3. Those with positive urine glucose and high fasting blood glucose in glucose tolerance test can definitely diagnose diabetes, and glucose tolerance test is not needed. This test is used for patients whose fasting blood sugar is normal or higher than the normal limit, postprandial blood sugar is higher than normal or occasionally urine sugar is positive, and can not be diagnosed. Methods: After fasting for 8 ~ 16 hours, fasting blood glucose was measured first, and then oral glucose was taken (1.75g/kg). The maximum amount of glucose is 75g, 2.5ml of water is added to each gram, and it is taken orally within 3 minutes (sugar-free juice can be added for tolerance). Blood sugar was measured 1/2, 1, 2, 3 hours after glucose, and urine was taken before each blood collection. Results: The normal fasting blood glucose was 4.4 ~ 6.7 mmol/L (80 ~120 mg/dl), and the blood glucose after taking sugar was 8.4 ~10.08 mmol/L (150 ~ 6550). Impaired glucose tolerance (IGT) (called diabetes curve in the past) is that fasting blood glucose is > 6.7 mmol/L (120 mg/DL), 1 hour ≥10.08 mmol/L (180 mg/DL), and 2 hours ≥ 7. Sugar should not be less than 150g every day for 3 days before the test. Avoid strenuous exercise and mental stress before the exam, and stop using drugs that affect glucose metabolism, such as dihydrothiazide and salicylic acid.
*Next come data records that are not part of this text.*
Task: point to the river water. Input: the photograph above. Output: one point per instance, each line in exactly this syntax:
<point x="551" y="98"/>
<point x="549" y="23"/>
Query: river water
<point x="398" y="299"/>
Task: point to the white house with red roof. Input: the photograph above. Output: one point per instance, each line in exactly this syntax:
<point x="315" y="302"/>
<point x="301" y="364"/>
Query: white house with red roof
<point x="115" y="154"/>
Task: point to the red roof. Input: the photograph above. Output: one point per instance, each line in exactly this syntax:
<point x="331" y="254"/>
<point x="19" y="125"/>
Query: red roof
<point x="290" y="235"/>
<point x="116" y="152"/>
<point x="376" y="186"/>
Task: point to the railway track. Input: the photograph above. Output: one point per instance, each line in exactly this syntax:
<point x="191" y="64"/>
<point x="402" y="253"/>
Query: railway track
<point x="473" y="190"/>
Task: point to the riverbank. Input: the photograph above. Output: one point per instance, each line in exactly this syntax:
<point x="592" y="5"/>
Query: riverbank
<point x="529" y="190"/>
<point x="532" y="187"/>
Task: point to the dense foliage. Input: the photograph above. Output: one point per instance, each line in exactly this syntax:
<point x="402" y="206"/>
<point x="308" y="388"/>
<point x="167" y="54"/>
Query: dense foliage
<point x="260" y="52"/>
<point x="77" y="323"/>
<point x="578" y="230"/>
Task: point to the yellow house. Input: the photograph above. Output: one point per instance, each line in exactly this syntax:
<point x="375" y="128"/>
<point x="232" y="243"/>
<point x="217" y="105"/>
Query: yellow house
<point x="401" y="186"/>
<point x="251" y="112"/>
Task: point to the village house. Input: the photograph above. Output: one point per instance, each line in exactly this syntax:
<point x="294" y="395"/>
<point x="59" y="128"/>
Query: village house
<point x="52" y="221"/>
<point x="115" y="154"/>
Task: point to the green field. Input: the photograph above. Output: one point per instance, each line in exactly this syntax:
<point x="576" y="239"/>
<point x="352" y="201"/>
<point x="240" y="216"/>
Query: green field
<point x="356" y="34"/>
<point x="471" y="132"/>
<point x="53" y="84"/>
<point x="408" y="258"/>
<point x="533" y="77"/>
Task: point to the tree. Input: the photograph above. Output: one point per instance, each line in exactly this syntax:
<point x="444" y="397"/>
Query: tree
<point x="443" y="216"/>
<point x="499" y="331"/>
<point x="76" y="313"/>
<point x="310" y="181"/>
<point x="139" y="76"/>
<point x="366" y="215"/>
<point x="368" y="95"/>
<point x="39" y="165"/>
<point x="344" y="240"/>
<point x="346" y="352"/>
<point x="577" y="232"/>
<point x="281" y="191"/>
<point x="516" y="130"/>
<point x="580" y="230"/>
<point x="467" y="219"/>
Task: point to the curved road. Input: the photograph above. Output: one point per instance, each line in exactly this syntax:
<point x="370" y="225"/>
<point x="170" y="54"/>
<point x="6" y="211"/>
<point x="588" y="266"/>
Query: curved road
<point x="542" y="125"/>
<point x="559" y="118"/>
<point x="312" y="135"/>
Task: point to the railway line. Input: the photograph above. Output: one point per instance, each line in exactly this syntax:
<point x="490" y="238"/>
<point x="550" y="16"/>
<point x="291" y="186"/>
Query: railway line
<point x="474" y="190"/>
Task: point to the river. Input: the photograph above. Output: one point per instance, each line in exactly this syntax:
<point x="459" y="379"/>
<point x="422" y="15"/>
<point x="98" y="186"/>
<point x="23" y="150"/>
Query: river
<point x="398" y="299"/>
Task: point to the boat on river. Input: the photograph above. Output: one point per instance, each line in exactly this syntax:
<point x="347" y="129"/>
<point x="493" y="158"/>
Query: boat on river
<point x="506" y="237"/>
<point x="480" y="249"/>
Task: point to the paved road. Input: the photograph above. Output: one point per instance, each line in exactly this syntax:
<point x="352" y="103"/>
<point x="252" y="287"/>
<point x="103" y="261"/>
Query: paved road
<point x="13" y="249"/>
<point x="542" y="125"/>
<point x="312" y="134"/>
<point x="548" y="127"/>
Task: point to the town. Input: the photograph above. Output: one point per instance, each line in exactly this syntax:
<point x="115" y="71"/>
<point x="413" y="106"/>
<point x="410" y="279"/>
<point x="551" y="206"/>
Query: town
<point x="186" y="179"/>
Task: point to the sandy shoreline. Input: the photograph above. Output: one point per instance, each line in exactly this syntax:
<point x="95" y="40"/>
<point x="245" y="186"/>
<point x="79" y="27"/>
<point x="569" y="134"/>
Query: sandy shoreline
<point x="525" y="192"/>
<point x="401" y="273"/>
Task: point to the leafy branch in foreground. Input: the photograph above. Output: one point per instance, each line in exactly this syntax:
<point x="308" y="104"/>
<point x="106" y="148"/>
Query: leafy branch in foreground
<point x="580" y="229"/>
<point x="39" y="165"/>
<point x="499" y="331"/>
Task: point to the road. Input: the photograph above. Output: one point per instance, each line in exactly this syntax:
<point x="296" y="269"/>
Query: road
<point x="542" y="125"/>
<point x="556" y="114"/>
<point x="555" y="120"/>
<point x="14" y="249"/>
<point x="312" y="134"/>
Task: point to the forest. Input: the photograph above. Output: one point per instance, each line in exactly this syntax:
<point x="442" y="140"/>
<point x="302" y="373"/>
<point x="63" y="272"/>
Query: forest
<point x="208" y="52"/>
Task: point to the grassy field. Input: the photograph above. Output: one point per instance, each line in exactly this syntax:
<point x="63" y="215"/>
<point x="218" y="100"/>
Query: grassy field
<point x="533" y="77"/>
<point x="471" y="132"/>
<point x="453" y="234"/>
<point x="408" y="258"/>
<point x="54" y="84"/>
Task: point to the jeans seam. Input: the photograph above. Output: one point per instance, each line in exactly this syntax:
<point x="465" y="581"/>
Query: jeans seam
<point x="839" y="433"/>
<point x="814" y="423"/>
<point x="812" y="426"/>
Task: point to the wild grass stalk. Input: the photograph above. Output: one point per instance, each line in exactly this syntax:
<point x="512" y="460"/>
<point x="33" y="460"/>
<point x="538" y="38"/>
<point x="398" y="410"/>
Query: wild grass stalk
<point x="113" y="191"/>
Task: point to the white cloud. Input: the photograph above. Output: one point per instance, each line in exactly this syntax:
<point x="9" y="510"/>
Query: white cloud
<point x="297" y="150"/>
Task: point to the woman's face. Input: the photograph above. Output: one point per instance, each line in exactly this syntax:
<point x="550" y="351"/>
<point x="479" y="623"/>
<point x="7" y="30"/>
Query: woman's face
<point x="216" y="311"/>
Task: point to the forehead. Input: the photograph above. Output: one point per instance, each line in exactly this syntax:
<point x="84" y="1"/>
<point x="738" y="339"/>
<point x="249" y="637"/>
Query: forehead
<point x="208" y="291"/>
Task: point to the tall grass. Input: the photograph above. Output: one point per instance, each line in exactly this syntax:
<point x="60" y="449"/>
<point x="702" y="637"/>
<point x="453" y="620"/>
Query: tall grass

4. Glycosylated hemoglobin (HbA 1) is formed by non-enzymatic combination of hemoglobin with blood sugar or phosphorylated glucose in red blood cells. Its main component is HbA 1c, which is mainly combined with glucose. The HbA 1c of normal people is 4 ~ 6%. Before treatment, the number of diabetic patients doubled, often exceeding 12%. After treatment, it is better for IDDM patients to be below 9%, and the highest should be below 10%.

prevent

Because of the characteristics of immune changes in IDDM, such as the relationship between the onset and HLA susceptibility, the cellular infiltration of insulin and the appearance of anti-islet cell antibodies in the early stage of onset, and the abnormal proportion of T cell subtypes, frog IDDM is an autoimmune disease. For these reasons, it is urgent to take immunotherapy for newly diagnosed patients, especially those who have just started hyperglycemia. Studies on mice can be infected by viruses injected into the body, and mice can have an immune process similar to human IDDM's insulitis. If we can provide some protection for these virus infections, animals can avoid chronic infections and are expected to be used in humans in the future.